Os socialistas usam a palavra “escravidão” em um sentido amplo, para abranger tanto a escravidão como bens móveis quanto a escravidão assalariada como formas alternativas de exploração do trabalho. Estamos cientes das diferenças entre eles, mas também queremos chamar a atenção para o propósito comum. A linguagem capitalista esconde esse propósito comum ao equiparar a escravidão com a escravidão como tal e ao confundir o trabalho assalariado com o trabalho livre. Os socialistas consideram o trabalho livre apenas onde os próprios trabalhadores, individual ou coletivamente, possuem e controlam os meios pelos quais trabalham (terra, ferramentas, maquinário, etc.).

Por que a escravidão fiduciária foi abandonada

A conexão entre a escravidão móvel e a escravidão assalariada como modos alternativos de exploração é visível nos debates dentro da classe dominante britânica e americana que levaram à abolição da escravidão móvel. Enquanto os abolicionistas religiosos condenavam a posse de escravos como um pecado moral, o argumento decisivo contra a escravidão era que ela não era mais a forma mais eficaz de explorar a população trabalhadora. Foi abandonado porque impedia o desenvolvimento econômico e principalmente industrial – ou seja, a acumulação de capital.

O status legal, social e político dos escravos assalariados é superior ao dos escravos móveis. Porém, quando comparamos sua posição no próprio processo de trabalho, vemos que aqui a diferença entre eles não é fundamental. Todos são obrigados a obedecer às ordens do “patrão” que possui os instrumentos de produção com os quais trabalham ou que representa aqueles que os possuem. Em uma pequena empresa, o chefe pode transmitir suas ordens diretamente, enquanto em uma grande empresa as ordens são transmitidas por meio de uma hierarquia gerencial. Mas, em todos os casos, é o patrão quem decide o que produzir e como produzir. Os produtos do trabalho dos escravos (móveis ou assalariados) não lhes pertencem. Nem, de fato, sua própria atividade. 

A Morada Secreta

Uma diferença óbvia entre a escravidão de bens móveis e a escravidão assalariada é que, como escravo de bens móveis, você é escravizado – totalmente submetido à vontade de outra pessoa – a cada momento, desde o nascimento até a morte, em todos os aspectos de sua vida. Como escravo assalariado, você é escravizado apenas nos momentos em que sua força de trabalho está à disposição de seu empregador. Em outros momentos, em outros aspectos de sua vida – como consumidor, eleitor, membro da família, jardineiro talvez – você desfruta de uma certa medida de liberdade, respeito e igualdade social. 

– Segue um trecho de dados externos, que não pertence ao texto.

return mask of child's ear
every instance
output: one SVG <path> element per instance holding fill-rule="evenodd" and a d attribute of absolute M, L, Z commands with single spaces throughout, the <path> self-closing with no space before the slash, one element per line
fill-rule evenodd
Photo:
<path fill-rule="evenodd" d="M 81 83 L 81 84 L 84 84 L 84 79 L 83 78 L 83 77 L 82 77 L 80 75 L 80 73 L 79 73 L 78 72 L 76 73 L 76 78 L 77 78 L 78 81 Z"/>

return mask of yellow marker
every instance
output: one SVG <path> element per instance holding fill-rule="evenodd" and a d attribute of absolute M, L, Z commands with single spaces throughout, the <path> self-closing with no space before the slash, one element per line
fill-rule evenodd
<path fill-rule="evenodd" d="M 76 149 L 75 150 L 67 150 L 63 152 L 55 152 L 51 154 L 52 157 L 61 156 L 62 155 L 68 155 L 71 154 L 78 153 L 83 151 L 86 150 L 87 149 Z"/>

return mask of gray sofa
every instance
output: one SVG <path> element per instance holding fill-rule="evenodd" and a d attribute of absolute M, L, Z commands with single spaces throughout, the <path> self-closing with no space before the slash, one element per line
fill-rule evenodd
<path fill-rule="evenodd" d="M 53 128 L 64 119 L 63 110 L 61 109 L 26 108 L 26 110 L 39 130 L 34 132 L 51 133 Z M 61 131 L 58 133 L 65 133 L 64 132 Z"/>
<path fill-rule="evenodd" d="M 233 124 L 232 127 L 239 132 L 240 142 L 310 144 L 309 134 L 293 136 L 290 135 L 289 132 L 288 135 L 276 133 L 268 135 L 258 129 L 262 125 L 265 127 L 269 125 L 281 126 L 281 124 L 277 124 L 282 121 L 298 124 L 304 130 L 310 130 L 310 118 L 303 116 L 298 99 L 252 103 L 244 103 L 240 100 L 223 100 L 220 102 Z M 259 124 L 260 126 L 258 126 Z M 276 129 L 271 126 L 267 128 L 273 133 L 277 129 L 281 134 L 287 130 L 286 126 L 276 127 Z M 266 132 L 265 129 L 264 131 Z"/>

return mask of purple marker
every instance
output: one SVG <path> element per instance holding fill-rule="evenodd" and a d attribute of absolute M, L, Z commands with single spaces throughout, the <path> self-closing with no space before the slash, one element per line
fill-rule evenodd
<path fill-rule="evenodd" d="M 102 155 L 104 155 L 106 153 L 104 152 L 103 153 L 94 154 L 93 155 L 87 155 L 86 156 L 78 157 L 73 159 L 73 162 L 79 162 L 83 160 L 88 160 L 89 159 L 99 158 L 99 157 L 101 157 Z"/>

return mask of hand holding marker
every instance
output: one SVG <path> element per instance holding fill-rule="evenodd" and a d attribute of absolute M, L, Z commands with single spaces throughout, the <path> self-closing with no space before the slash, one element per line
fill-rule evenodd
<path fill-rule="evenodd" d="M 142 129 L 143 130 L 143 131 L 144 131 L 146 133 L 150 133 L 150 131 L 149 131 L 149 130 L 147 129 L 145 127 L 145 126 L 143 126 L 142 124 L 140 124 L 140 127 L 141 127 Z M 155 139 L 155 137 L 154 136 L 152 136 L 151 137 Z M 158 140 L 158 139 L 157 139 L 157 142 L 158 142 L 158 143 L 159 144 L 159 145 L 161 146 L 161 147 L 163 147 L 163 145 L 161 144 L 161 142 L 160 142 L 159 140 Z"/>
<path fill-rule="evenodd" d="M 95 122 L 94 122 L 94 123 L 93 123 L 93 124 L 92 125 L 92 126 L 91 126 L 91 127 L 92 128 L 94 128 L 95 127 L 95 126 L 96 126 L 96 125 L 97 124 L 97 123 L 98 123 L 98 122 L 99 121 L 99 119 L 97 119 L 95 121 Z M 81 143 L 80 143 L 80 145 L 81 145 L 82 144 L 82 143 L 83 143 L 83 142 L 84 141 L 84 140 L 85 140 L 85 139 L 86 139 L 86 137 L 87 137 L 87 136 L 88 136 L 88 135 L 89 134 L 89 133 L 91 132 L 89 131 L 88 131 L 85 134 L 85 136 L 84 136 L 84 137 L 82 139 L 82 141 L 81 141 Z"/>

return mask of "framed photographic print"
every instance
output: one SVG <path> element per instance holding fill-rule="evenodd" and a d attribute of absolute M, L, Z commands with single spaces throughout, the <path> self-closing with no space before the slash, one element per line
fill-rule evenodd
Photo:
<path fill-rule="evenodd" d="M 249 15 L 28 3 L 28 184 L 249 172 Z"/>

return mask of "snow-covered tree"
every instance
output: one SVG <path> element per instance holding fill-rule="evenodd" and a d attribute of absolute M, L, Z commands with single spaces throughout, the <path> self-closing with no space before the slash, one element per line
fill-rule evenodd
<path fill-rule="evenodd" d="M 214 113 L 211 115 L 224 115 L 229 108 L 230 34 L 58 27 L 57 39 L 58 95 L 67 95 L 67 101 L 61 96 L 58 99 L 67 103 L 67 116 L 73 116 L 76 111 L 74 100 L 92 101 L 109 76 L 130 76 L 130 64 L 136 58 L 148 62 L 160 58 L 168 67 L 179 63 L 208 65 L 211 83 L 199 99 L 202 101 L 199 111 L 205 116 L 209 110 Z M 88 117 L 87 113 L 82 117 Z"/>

Assim, o escravo assalariado tem algum espaço para autodesenvolvimento e autorrealização que é negado ao escravo móvel. Alcance limitado, com certeza, pois o escravo assalariado deve retornar regularmente ao mundo apertado do trabalho assalariado, que espalha sua influência sobre o resto da vida como uma névoa pestilenta.

Como resultado dessa cisão, o capital confronta o trabalhador em estilo esquizofrênico, como Dr. Jekyll e Mr. Hyde de Robert Louis Stevenson. A mesma pessoa a quem o capital diligentemente bajula e corteja como consumidor e eleitor está impotente exposta a assédio, intimidação, gritos e insultos no local de trabalho.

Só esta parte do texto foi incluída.